A trio of corns (cornmeal, corn powder, and cornstarch) contribute a unique texture and flavor, and a fully cooked version of french meringue buttercream adds richness.

Makes 12 cookies

Make the dough

To prep, bring 1 stick butter and 1 egg to room temperature.

  1. In a stand mixer, combine 1 stick butter, 80g sugar, 40g brown sugar, 1/2 tsp baking soda, 1 tsp baking powder and 1 tsp kosher salt. Cream with a paddle attachment until light and fluffy.  

  2. Add 1 egg. Mix to combine.

  3. Add 120g flour, 60g cornmeal, 18g cornstarch (2 tbsp), and 25g corn powder. Mix until well combined.

  4. Chill the dough for 30 minutes until firm enough to handle.

  5. Roll the dough into 12 balls, about 42g each. Cover in plastic wrap and chill for at least 1 hour. You can store the dough in the refrigerator for a couple days before baking, or put the dough balls in the freezer to keep longer.

Bake the cookies

  1. Place the dough balls on a parchment lined tray, with up to 6 balls per tray so they have space to spread.

  2. Bake at 325° convection (or 350° regular) for 15-16 minutes. For frozen cookie dough, bake 17 minutes. The cookies should be beginning to brown on some of the edges.

  3. The cookies do spread slightly, so you can do a "cookie scoot" to bring everything in tighter again. While optional, this technique will make the cookies perfectly round and a bit thicker. Take a cookie cutter or large glass that is bigger than the diameter of the cookie. Place it around the cookie while still hot, and swirl it around. It should nudge the hot cookie into a perfectly round shape. Watch the video from the originator, Cloudy Kitchen, if this makes no sense.

  4. Let cool completely.

Make french-ish buttercream

To prep, bring 2 sticks of butter to room temperature.

  1. In the bowl of a stand mixer, whisk 1 whole egg, 1 yolk, 3 tbsp water, 100g sugar, and a pinch salt, .

  2. In a small pot that the mixer bowl can sit fully on top of, bring an inch of water to a boil to create a double boiler. Heat the egg mixture on the double boiler, whisking frequently, until it reaches 160-165°. 

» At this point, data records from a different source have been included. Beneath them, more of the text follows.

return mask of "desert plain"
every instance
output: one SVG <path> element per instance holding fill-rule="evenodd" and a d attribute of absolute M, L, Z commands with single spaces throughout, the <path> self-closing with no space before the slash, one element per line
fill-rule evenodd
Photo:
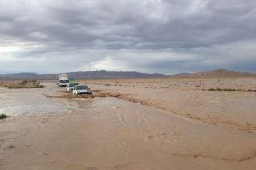
<path fill-rule="evenodd" d="M 0 169 L 256 168 L 255 78 L 41 82 L 0 88 Z"/>

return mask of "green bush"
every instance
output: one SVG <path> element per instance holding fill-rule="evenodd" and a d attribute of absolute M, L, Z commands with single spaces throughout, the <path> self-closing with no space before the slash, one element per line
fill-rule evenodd
<path fill-rule="evenodd" d="M 0 114 L 0 118 L 5 118 L 7 117 L 7 115 L 5 114 Z"/>
<path fill-rule="evenodd" d="M 36 81 L 36 80 L 33 79 L 33 80 L 30 80 L 29 82 L 31 82 L 31 83 L 36 83 L 38 81 Z"/>

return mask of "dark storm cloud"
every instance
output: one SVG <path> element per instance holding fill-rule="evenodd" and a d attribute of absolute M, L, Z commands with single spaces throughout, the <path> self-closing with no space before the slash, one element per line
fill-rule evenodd
<path fill-rule="evenodd" d="M 2 0 L 0 10 L 0 66 L 14 66 L 0 72 L 256 71 L 254 0 Z"/>

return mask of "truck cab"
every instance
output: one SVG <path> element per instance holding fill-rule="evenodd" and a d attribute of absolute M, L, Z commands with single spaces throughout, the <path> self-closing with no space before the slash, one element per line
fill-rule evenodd
<path fill-rule="evenodd" d="M 66 87 L 69 82 L 68 76 L 67 74 L 61 74 L 59 75 L 59 87 Z"/>

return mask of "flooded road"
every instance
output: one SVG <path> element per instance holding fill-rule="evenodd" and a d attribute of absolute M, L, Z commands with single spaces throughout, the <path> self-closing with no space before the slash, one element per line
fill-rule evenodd
<path fill-rule="evenodd" d="M 0 169 L 255 169 L 256 136 L 113 97 L 0 88 Z"/>

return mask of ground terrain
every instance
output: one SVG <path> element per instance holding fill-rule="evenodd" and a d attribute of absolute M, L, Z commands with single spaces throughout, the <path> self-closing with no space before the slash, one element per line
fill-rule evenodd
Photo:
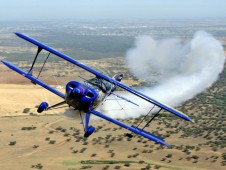
<path fill-rule="evenodd" d="M 136 36 L 190 40 L 196 31 L 206 30 L 225 47 L 225 23 L 225 19 L 137 23 L 2 22 L 0 59 L 28 71 L 36 48 L 12 34 L 18 31 L 110 76 L 122 72 L 123 83 L 139 87 L 146 82 L 128 72 L 122 57 L 133 47 Z M 34 75 L 38 75 L 47 55 L 41 53 Z M 52 55 L 43 73 L 40 79 L 62 92 L 69 80 L 93 77 Z M 40 102 L 54 104 L 61 99 L 0 64 L 0 169 L 223 170 L 226 166 L 225 84 L 224 68 L 212 87 L 177 108 L 194 123 L 161 113 L 147 128 L 172 145 L 166 148 L 138 136 L 127 138 L 126 130 L 100 120 L 92 120 L 97 130 L 84 139 L 78 114 L 72 115 L 67 108 L 37 114 Z M 137 124 L 139 120 L 141 117 L 122 121 Z"/>

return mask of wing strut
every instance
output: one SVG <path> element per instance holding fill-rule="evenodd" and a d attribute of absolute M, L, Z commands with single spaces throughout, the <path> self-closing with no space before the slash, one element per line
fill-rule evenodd
<path fill-rule="evenodd" d="M 34 59 L 32 65 L 31 65 L 30 70 L 28 71 L 28 74 L 29 74 L 29 75 L 32 75 L 32 69 L 33 69 L 33 67 L 34 67 L 34 65 L 35 65 L 35 62 L 36 62 L 36 59 L 37 59 L 37 57 L 38 57 L 38 55 L 39 55 L 39 53 L 40 53 L 41 51 L 42 51 L 42 48 L 38 46 L 38 50 L 37 50 L 37 53 L 36 53 L 36 55 L 35 55 L 35 59 Z"/>
<path fill-rule="evenodd" d="M 40 74 L 41 74 L 41 72 L 42 72 L 42 70 L 43 70 L 43 68 L 44 68 L 44 66 L 45 66 L 45 64 L 46 64 L 46 61 L 48 60 L 49 56 L 50 56 L 50 53 L 49 53 L 48 56 L 46 57 L 46 59 L 45 59 L 43 65 L 42 65 L 42 68 L 41 68 L 41 70 L 39 71 L 39 74 L 38 74 L 38 76 L 37 76 L 37 79 L 39 78 L 39 76 L 40 76 Z"/>
<path fill-rule="evenodd" d="M 156 118 L 156 116 L 158 116 L 158 114 L 161 112 L 161 110 L 162 110 L 162 108 L 159 109 L 159 111 L 154 114 L 154 116 L 146 123 L 146 125 L 142 128 L 142 130 L 144 130 L 144 128 L 146 128 L 152 122 L 152 120 L 154 120 L 154 118 Z"/>

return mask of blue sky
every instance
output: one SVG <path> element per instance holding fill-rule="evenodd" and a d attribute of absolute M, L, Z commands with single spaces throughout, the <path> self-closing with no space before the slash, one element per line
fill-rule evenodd
<path fill-rule="evenodd" d="M 0 0 L 0 21 L 219 17 L 225 0 Z"/>

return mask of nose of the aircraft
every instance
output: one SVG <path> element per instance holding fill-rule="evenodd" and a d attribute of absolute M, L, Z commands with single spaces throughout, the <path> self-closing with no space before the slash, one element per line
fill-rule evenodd
<path fill-rule="evenodd" d="M 80 95 L 80 94 L 81 94 L 81 89 L 78 88 L 78 87 L 75 87 L 75 88 L 73 89 L 73 92 L 74 92 L 74 94 Z"/>

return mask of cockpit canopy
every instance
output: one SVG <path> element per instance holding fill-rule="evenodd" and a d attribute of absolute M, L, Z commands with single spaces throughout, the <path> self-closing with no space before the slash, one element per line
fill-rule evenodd
<path fill-rule="evenodd" d="M 106 80 L 98 79 L 98 78 L 92 78 L 90 80 L 87 80 L 85 83 L 89 86 L 94 87 L 95 89 L 99 89 L 103 91 L 104 93 L 109 92 L 112 88 L 111 83 L 109 83 Z"/>

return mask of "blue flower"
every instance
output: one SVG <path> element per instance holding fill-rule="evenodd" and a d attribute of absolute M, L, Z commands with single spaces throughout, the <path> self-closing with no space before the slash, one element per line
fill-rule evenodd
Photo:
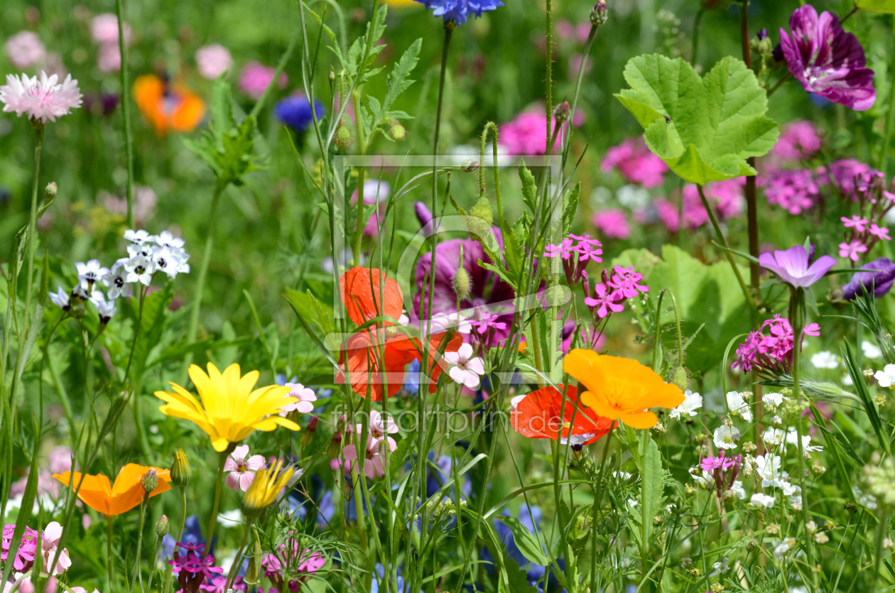
<path fill-rule="evenodd" d="M 327 110 L 323 104 L 314 99 L 314 114 L 317 114 L 317 118 L 323 117 L 326 113 Z M 307 130 L 308 126 L 314 121 L 308 97 L 300 95 L 293 95 L 277 102 L 277 106 L 274 107 L 274 114 L 277 115 L 277 119 L 297 132 Z"/>
<path fill-rule="evenodd" d="M 476 17 L 482 13 L 497 10 L 503 6 L 500 0 L 416 0 L 426 5 L 426 9 L 434 8 L 432 14 L 444 17 L 445 21 L 453 21 L 457 25 L 466 22 L 470 14 Z"/>

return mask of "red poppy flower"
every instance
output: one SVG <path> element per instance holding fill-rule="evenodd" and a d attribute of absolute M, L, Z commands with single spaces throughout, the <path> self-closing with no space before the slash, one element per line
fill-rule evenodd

  3. Transfer the bowl to the stand mixer with a whisk attachment. Beat to a fluffy foam, 3-5 minutes. Mixture should be cooled. You can apply ice to the outside of the bowl while whipping to help it cool down.

  4. Switch to the paddle attachment and beat in 2 sticks of butter. The mixture may appear to curdle, but continue to beat until it emulsifies into a smooth buttercream.

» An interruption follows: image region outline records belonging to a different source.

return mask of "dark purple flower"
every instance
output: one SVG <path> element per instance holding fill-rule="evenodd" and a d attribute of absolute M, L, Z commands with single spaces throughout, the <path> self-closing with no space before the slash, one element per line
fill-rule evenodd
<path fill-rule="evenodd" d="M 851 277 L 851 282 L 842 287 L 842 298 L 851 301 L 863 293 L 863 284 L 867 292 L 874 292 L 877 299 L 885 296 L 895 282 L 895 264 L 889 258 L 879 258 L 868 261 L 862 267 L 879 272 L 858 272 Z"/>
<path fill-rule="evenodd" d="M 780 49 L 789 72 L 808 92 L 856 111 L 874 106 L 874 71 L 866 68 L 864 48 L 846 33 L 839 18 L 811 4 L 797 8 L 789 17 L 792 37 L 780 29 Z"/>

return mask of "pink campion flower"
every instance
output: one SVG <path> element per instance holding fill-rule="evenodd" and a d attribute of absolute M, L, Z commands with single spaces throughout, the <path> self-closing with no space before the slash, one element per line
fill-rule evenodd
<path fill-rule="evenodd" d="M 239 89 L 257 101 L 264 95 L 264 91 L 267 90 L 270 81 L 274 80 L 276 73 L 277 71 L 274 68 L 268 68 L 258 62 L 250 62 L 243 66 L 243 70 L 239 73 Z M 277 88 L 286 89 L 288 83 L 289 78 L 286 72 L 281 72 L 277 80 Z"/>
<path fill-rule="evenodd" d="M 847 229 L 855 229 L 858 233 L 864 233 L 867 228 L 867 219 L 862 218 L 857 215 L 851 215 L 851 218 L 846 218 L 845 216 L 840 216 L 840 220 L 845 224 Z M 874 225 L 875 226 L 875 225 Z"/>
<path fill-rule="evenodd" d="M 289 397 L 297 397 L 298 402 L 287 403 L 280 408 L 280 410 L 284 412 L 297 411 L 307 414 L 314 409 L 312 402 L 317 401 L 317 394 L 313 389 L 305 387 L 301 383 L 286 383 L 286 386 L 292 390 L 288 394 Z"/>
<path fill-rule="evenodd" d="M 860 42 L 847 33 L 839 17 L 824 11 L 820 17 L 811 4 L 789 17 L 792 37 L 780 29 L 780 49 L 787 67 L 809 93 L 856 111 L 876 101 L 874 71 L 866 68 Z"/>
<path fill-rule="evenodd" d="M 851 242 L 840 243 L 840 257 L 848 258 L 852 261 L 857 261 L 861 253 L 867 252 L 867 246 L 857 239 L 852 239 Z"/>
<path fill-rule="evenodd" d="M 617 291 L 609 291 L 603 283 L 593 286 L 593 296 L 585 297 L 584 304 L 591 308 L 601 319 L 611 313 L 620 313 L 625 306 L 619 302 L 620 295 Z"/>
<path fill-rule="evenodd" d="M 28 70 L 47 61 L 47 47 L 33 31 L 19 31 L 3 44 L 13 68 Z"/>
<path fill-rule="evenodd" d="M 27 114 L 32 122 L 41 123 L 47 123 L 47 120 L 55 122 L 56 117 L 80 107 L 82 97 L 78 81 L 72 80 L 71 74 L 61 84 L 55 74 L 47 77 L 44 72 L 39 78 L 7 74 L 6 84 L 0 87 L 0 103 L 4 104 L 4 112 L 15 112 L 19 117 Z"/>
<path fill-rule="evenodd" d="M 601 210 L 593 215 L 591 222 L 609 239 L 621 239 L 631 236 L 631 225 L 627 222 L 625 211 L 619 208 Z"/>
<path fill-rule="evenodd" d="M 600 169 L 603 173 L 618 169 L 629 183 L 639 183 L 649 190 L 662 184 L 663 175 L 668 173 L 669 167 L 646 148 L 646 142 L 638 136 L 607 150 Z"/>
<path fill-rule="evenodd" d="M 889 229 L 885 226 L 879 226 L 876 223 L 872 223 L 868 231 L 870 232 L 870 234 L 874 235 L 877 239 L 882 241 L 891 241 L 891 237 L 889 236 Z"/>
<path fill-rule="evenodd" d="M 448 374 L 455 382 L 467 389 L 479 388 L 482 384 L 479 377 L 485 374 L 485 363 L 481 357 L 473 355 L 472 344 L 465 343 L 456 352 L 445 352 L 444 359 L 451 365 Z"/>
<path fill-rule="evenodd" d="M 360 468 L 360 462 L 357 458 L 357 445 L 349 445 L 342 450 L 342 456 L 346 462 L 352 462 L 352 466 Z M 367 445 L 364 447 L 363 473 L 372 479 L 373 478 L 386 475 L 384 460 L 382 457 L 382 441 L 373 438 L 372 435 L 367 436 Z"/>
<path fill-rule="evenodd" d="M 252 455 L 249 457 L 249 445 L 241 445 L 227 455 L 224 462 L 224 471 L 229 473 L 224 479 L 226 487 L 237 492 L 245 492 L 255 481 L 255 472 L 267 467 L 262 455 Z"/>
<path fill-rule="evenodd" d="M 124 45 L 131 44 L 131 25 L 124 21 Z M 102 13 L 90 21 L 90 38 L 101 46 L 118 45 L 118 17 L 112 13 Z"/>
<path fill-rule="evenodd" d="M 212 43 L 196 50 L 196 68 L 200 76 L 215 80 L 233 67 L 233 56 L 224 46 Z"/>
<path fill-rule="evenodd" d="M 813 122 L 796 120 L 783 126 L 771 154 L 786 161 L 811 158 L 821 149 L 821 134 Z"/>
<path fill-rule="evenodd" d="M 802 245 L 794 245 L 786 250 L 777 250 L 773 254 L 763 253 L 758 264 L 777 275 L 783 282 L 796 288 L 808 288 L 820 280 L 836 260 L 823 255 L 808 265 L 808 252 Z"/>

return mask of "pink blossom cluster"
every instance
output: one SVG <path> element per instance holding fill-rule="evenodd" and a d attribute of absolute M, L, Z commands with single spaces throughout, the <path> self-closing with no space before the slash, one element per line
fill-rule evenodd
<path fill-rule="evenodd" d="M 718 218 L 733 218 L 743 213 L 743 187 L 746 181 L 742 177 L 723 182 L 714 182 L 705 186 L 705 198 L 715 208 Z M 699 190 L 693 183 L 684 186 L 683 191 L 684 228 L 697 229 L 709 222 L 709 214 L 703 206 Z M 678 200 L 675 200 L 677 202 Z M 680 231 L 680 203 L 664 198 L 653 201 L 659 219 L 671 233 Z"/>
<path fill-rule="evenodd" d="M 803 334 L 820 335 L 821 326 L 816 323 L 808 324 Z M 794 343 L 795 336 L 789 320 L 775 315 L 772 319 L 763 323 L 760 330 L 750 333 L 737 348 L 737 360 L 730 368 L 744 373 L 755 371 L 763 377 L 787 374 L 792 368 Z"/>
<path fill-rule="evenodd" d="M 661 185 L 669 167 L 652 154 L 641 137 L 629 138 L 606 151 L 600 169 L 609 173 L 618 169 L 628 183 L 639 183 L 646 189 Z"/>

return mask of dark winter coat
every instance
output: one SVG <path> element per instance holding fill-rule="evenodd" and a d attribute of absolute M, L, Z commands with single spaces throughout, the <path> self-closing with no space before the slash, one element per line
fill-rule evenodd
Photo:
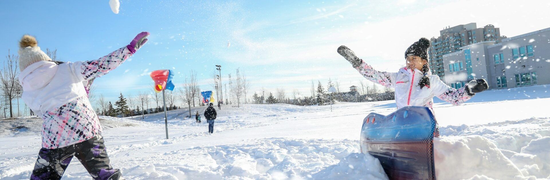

  5. On a piece of parchment, spread enough buttercream to cover an 8x8 inch square, at least 1/4 inch thick. Reserve extra buttercream for another use. Alternatively if you wish to use all the buttercream for making "butter pats", transfer all the buttercream to a 1 gallon ziploc. Zip the top and smooth the buttercream into an even layer in the bag, squeezing out large air pockets.

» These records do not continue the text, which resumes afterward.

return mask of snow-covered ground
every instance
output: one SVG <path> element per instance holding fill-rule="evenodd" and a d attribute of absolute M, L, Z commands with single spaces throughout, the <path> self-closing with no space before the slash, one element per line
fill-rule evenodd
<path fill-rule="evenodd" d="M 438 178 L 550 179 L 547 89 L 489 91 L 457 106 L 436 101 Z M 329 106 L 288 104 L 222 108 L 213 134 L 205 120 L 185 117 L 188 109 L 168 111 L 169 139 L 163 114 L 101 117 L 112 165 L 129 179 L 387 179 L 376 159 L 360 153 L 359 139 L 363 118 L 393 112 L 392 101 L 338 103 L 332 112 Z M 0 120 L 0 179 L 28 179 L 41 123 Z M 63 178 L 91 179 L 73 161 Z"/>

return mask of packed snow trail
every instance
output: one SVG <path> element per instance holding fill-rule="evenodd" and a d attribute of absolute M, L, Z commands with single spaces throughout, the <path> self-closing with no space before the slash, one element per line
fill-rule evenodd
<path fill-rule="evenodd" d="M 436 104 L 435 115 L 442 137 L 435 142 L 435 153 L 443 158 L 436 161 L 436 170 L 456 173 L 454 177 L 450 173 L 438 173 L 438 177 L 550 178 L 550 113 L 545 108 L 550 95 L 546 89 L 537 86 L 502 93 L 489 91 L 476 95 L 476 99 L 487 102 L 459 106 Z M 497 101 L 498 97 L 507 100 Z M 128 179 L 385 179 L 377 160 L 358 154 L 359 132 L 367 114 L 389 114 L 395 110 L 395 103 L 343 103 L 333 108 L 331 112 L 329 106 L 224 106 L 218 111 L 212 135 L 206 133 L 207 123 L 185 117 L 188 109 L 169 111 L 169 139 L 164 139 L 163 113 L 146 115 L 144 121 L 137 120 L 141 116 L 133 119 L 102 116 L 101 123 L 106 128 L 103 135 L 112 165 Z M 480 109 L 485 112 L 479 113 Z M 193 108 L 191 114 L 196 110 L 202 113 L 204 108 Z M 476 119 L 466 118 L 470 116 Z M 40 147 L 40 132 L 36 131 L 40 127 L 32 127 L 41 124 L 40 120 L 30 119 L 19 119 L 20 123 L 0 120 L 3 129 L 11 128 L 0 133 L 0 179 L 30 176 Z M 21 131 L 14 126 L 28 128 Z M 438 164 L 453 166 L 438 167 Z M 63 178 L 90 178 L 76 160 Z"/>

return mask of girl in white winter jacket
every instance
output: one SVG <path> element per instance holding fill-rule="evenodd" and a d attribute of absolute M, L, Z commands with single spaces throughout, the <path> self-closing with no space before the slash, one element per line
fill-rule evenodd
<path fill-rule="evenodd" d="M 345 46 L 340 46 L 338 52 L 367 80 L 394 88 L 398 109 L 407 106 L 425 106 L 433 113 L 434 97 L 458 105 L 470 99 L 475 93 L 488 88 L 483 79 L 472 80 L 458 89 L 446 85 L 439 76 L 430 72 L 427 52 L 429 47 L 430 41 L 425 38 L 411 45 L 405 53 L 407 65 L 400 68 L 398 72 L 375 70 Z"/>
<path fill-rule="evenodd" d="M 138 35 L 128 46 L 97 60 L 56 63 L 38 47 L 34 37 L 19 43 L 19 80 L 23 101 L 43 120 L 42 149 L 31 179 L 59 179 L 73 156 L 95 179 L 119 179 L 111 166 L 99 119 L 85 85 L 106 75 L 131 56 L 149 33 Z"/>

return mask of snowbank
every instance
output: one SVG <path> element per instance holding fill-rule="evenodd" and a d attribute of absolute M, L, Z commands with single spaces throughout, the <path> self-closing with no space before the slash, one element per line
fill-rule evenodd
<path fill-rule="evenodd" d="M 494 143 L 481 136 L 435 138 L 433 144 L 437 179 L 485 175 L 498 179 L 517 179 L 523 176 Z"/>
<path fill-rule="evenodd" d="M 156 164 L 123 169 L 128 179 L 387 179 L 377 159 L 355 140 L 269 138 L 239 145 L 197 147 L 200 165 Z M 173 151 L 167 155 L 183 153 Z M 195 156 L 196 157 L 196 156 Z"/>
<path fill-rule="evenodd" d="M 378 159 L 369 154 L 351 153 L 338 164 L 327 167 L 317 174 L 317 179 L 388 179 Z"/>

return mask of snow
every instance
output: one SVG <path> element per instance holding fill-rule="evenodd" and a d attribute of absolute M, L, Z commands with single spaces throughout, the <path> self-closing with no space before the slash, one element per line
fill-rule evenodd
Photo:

  6. Place flat in the freezer until hardened.

Finish

  1. Remove the frozen buttercream. Use a knife to trim the edges and cut it into 1" squares. (If you used the ziplock bag, cut off the edges of the bag with scissors so you can easily peel it open to remove the sheet of butter cream.)

  2. Place a square of buttercream on each cooled cookie.

  3. Sprinkle with cracked black pepper and flaky salt.



Notes on cookies

These cookies use cornmeal to get a gritty and coarse cornbread texture. Cornstarch helps cookies stay soft and cakey. They don't spread too thin, with enough chew and height to be reminiscent of cornbread. A bit of corn powder (or pulverized freeze dried corn) emphasizes the distinctive flavor, making it taste even more corn-y than cornbread. And while it's silly, I liked the idea of having a trio of corns.

Notes on buttercream

Many meringue based buttercreams aren't guaranteed to be fully cooked, but I heat these eggs to 160° so it's perfect if you're worried about raw egg. It also uses a combination of whites and yolks (while a traditional french buttercream is all yolks) so it still gets plenty of richness.

This will make lots of extra buttercream — enough for 4 or more batches of cornbread cookies. You can either use the extra for another purpose, or freeze it for future cookies. You can even pre-cut it into squares to freeze. Since this cookie dough also keeps well in the freezer, you can double the cookie dough recipe, and have everything ready to go in the freezer for another time.